A few weeks ago, I was asked by someone in a Faculty of Education if there were models of “internal knowledge mobilization”. By this, they meant “how can we mobilize the education research we are doing to benefit our teacher training”. The following was my reply. I think it is relevant beyond education, for example to research in hospitals benefitting medical practice in the hospital, nursing research benefitting nursing practice in Schools of Nursing and social work instruction benefitting from social work in research from the same university.
Let me start by saying that the UK REF 2021 (unlike REF 2014) allowed cases studies of university research that had documented impact on university teaching so what the Faculty of Education is asking for does happen and is captured as legitimate research impact.
But how do you go about supporting “internal” knowledge mobilization?
Internal knowledge mobilization should follow the same principles as mobilizing externally.
- You have Faculty of Education knowledge producers and Faculty of Education knowledge users. Likely these are Faculty of Education researchers and Faculty of Education teacher trainers training both new teachers and building skills of existing teachers. But you may have some researchers working on education governance/policy that may be relevant to senior leaders setting governance and policy for Faculty of Education
- You need to understand the knowledge needs of your knowledge users. Since they are internal to Faculty of Education this is substantially easier than stakeholder engagement for external knowledge users since you have existing channels to get to them and possibly some existing relationships. But the process is the same: some surveys, some focus groups, some key informant interviews
- You also need to know the perspective of Faculty of Education researcher to understand what form of systemic Faculty of Education structure they need. A good tool for this is the Institutional Knowledge Mobilization Needs Assessment Planner from U. Ottawa, a member of Research Impact Canada
- Once you know the needs of the knowledge users you can map them onto the research capabilities of Faculty of Education researchers and start to make connections so you can move to co-production between Faculty of Education researchers and Faculty of Education knowledge users.

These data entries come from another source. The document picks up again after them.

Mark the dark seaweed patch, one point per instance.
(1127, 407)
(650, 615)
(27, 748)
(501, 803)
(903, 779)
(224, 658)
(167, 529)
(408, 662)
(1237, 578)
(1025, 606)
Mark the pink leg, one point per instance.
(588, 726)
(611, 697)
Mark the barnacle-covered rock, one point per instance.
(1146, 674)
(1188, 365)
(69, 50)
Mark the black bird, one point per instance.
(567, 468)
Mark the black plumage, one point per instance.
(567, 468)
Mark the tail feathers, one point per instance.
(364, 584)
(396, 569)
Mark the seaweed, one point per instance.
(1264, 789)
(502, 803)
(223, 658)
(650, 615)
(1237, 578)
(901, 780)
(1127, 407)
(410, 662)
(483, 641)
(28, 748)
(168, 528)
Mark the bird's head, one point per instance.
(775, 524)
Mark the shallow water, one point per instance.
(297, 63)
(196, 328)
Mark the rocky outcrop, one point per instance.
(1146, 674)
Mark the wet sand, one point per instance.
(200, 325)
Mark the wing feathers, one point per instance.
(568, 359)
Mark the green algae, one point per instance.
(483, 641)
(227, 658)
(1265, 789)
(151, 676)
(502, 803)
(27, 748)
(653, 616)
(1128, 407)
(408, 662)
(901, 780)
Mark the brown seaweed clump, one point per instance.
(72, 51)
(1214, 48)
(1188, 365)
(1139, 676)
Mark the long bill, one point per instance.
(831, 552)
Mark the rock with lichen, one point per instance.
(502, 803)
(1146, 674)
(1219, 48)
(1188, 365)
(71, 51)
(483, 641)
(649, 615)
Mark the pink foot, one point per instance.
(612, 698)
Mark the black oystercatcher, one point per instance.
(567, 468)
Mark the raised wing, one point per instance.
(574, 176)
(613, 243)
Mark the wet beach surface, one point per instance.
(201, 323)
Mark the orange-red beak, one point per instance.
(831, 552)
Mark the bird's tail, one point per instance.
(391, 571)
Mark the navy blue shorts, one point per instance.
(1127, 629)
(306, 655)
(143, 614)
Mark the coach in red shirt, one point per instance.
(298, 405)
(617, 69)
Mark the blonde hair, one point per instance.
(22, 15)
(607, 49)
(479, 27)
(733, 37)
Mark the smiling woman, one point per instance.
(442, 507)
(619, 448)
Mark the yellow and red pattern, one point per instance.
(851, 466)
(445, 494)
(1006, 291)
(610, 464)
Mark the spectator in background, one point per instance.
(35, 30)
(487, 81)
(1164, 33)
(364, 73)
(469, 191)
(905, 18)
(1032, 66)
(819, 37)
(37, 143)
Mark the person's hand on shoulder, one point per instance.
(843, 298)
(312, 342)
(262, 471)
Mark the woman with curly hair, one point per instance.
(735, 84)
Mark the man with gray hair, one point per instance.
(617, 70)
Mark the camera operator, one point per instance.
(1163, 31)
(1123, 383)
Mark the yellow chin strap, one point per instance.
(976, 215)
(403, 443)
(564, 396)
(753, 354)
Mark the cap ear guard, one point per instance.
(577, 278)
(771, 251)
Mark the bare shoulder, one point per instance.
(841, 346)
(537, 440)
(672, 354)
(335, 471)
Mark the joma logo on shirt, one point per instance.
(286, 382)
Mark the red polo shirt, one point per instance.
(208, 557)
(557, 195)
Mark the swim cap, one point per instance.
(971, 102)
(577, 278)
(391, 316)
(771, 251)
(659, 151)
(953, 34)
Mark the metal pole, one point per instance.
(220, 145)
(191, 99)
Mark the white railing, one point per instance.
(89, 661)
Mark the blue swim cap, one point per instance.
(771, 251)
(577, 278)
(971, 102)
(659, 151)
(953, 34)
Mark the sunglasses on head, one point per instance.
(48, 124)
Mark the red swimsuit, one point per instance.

- You can identify the knowledge mobilization activities that will facilitate knowledge mobilization (clear language research summaries of peer reviewed articles, a community of practice, workshops, teacher/researcher exchanges etc). Then your internal structure supports those knowledge mobilization activities and events
- Then you collect the evidence of impact and express this in case studies of Faculty of Education teacher trainers who are using Faculty of Education research to inform their teaching practice.
So, the process shouldn’t be very different and, although I haven’t supported it myself, I think it would be easier working internally since you already have existing relationships and the knowledge producers and knowledge users are working under the same overarching Faculty of Education strategic plan so there should be expectations, incentives and rewards that can be built in to support the institutional structure. This latter should be part of the plan. Incentives and rewards/recognition should be supported by Faculty of Education. Researchers who do this work should get recognition via tenure/promotion or career progression. Teacher trainers who do this work should have time off in their schedule to engage with research and use it in their practice. This should be feasible since both are under one strategic plan.
So “internal knowledge mobilization” should theoretically be more straight forward than mobilizing research beyond the academy. It should work for education, nursing, medicine, social work maybe legal and business instruction – anytime a Faculty’s research can inform the teaching of professionals in the Faculty.
And knowledge mobilizers take note – how are you using knowledge mobilization research in your capacity building and training programs?